- Arcade flyer
- Publisher: Bally Midway
- Platform: Arcade
- Release: 1980
- Genre: Fixed shooter
- Arcade system: Midway Intel 8080

= Space Encounters =

1980 video game

Space Encounters is an arcade video game released by Bally Midway in 1980. The game recreates the trench flying scene from Star Wars but with the player in a TIE fighter. The player's ship shoots at waves of enemies flying down from the top. The moving background graphics provide the illusion of an isometric 3D view, but the action is in 2D and plays like a fixed shooter.

This was the first Midway game to be released in a cabaret-sized cabinet, what they referred to as their "mini myte" line.

==Gameplay==
The game takes place in a U-shaped playfield known as the "Space Channel" representing a trench inspired by the Death Star. Normally grey, the walls and floor of the trench periodically incorporate black bands running horizontally that move down the screen to provide the illusion of rapid forward motion over the trench. Most versions include a color gel over the screen to provide color to the playfield. A red lamp and a strobe light at the top of the cabinet are used for additional effects. (Note: It is not clear if the lamps were used in the mini myte versions as well, which had a different display layout.)

The player commands the "Assault Ship" (Note: Known as "Defense Ship" in the original manual.) which starts near the bottom of the screen. Waves of enemy ships appear at the top of the screen, outside the playfield area. In small groups, they move into the trench where they become active. The enemies periodically fire down the screen at the player, while the player shoots upward. The player's shots can hit the enemies or their shots. When an enemy is hit, it turns into a broken ship that then tumbles down the screen towards the player, bouncing off the trench walls. The tumbling ships have to be avoided or shot; if shot they produce another score. Periodically a target appears, like the Death Star's thermal exhaust port, giving a bonus score if the user hits it within the five seconds it remains on screen.
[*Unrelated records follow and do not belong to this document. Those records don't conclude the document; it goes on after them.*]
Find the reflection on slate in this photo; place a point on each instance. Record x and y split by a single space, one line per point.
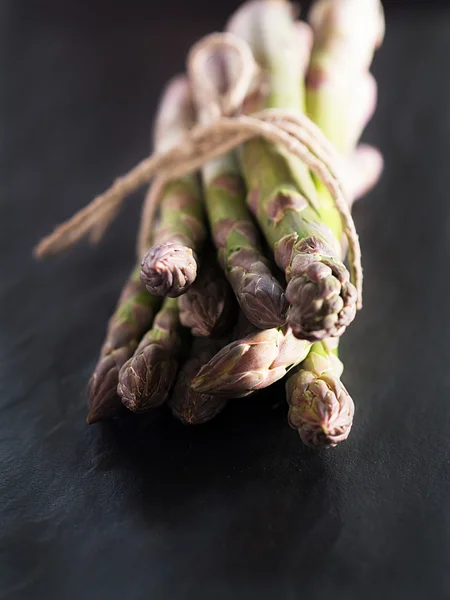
238 509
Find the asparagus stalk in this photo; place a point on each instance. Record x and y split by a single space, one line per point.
132 317
208 308
235 235
281 191
251 363
341 97
320 408
146 379
189 407
340 92
170 266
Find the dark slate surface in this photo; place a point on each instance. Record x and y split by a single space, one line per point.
237 509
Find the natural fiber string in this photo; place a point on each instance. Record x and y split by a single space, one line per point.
294 131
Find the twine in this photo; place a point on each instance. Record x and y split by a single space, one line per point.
295 131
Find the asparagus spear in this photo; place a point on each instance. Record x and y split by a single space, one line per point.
193 408
341 97
281 191
170 266
340 92
251 363
320 407
146 379
258 292
208 308
132 317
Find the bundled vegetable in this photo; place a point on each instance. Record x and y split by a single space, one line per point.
281 191
260 140
235 235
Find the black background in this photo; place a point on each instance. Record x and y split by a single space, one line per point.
238 509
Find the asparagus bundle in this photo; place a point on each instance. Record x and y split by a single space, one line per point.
208 307
170 266
262 190
282 194
146 379
258 292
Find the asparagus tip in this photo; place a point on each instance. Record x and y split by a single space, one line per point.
168 269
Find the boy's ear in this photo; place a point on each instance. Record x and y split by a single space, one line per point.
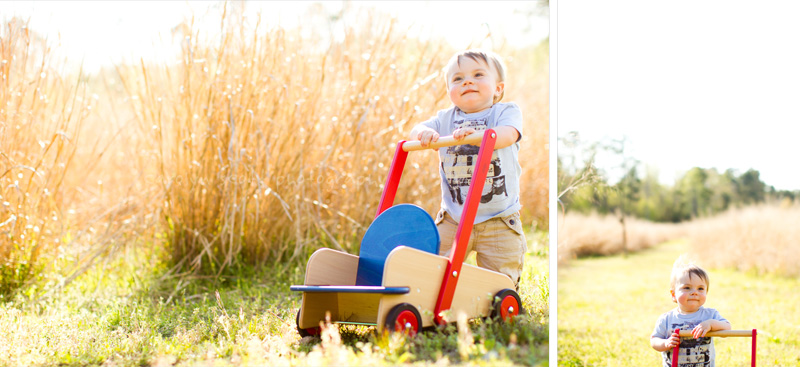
499 89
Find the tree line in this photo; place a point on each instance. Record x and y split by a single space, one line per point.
582 187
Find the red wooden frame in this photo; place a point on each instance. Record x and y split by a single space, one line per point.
677 350
464 230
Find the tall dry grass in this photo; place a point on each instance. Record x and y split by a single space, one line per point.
41 113
587 235
56 217
761 238
261 143
267 143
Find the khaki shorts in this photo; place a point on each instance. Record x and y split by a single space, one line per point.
499 243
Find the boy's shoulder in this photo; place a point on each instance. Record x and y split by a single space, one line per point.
702 312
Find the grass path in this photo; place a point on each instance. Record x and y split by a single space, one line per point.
118 314
607 308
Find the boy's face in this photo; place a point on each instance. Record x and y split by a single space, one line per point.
689 292
473 85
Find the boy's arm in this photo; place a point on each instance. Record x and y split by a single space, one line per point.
663 345
506 135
The game is on a timer, typically 90 seconds, but adjustable at the arcade for 45, 60, 75 or 90 seconds. If the player's ship is hit or contacts the trench walls, it tumbles out of the trench in a fashion similar to Darth Vader at the end of Star Wars. After a brief delay it regains control and flies back into the trench to continue the action. If the player has any bonus ships the action continues after the timer elapses until they have all been hit. Scoring is based on the number and type of enemies killed, any bonus targets, as well as a speed score based on the player's position up the screen. Up to three bonus ships can be awarded at adjustable scores, typically 4000, 8000 and 16000 points. The speed score is added at the end of the game and does not contribute to the bonus ships.

==Development==
Space Encounters is based on a common Intel 8080-based chassis that had been used by Midway all the way from 1975 when they introduced Gun Fight.

==Release==
In the original cabinet, the player controls the action with an aircraft-style control yoke with a fire button on the top of the right-hand grip. Turning the yoke side-to-side moves the player's sprite left and right on the screen, while pushing it into the cabinet moves the player up the screen and sped up the action. Midway released a second version in a smaller case that replaced the yoke with a large joystick, the first of a number of smaller-format machines they marketed as the "mini myte" series of cabaret-sized machines that allows three games to fit in the area normally taken up by two full-sized machines.

==Reception==
Launched into the market at the same time as full-color shooters like Galaxian, the game was a flop in the market. All future Midway games would use color capable hardware, often the Zilog Z80-based chassis licensed from Namco and used in the US releases of Rally-X and Pac-Man.